We find the district court did not abuse its discretion in denying Delaney's motion for new trial. The jury's determinations were not inconsistent. We reject Delaney's contention the JNOV on property damages necessitates a new trial on the issue of personal injury and find substantial justice has been effectuated between the parties.

AFFIRMED.

NOTES

[1] The jury was instructed, in part, as follows:

INSTRUCTION NO.14. In these instructions I will be using the term "fault." Fault means one or more acts or omissions towards the person of another which constitute negligence.

INSTRUCTION NO. 15. The word "negligence" is used frequently in these instructions. When we say that a person was negligent or we talk about their negligence, we mean that the person's conduct was below the level of care that we expect of an ordinary, careful and prudent person in the same circumstances. In short, negligence is the lack of ordinary care.

Negligence is doing something a reasonably careful person would not do under similar circumstances, or failing to do something a reasonably careful person would do under similar circumstances.

INSTRUCTION NO. 18. The conduct of a party is a proximate cause of damage when it is a substantial factor in producing damage and when the damage would not have happened except for the conduct.

"Substantial" means the party's conduct has such an affect in producing damages to lead a reasonable person to regard it as a cause.

[2] As our supreme court in Johnson v. Junkmann stated:

The classic formulation of proximate cause under Iowa law is found in Pedersen v. Kuhr, 201 N.W.2d 711 (Iowa 1972), where we wrote:

In order to be a [proximate] cause of another's harm, it is not enough that the harm would not have occurred had the actor not been negligent.... [T]his is necessary but it is not of itself sufficient. The negligence must also be a substantial factor in bringing about the plaintiff's harm. The word "substantial" is used to denote the fact that the defendant's conduct has such an effect in producing the harm as to lead reasonable men to regard it as a cause, using that word in the popular sense, in which there always lurks the idea of responsibility, rather than in the so-called "philosophic sense," which includes every one of the great number of events without which any happening would not have occurred. Each of these events is a cause in the so-called "philosophic sense," yet the effect of many of them is so insignificant that no ordinary mind would think of them as causes.
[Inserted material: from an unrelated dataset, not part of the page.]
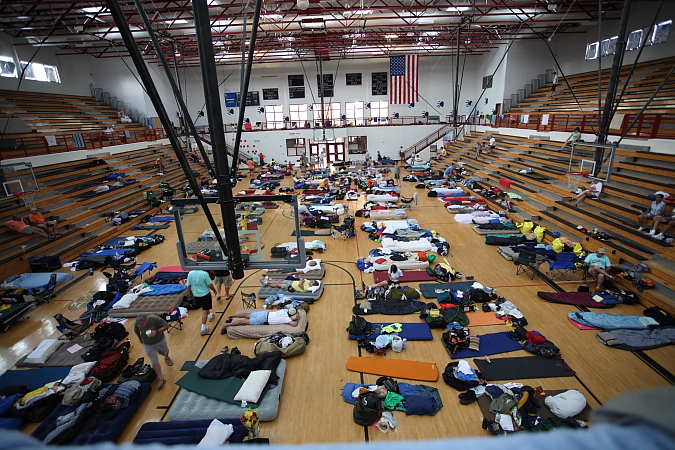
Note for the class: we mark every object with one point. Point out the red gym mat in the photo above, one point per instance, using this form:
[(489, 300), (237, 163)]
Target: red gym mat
[(395, 368)]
Id. at 713 (quoting Restatement (Second) of Torts § 431 comment a (1965)); see also Iowa Electric Light & Power Co. v. General Electric Co., 352 N.W.2d 231, 234 (Iowa 1984). Pedersen establishes a two-part test for proximate cause: (1) But for defendant's fault, plaintiff's injuries would not have occurred; and (2) defendant's fault must be a substantial factor in bringing about plaintiff's harm. 201 N.W.2d at 713.

Johnson v. Junkmann, 395 N.W.2d 862, 865 (Iowa 1986).

[3] The jury was given the following instruction regarding negligence:

INSTRUCTION NO. 19. Madonna E. Delaney claims Sandy Marie Gansemer was at fault because of her negligence. This ground of fault is explained to you in other instructions.

Madonna E. Delaney must prove all of the following propositions:

1. The defendant, Sandy Marie Gansemer, was negligent in one or more of the following ways:

a) In failing to maintain a proper lookout.

b) In failing to have her van under control.

c) In operating her van at a speed greater than that which would permit her to bring it to a stop within the assured clear distance ahead.

2. The negligence was a proximate cause of Madonna E. Delaney's damages.

3. The amount of damages.

If Madonna E. Delaney has failed to prove any of these propositions, she is not entitled to damages. If she has proved all of these propositions, she is entitled to recover in some amount.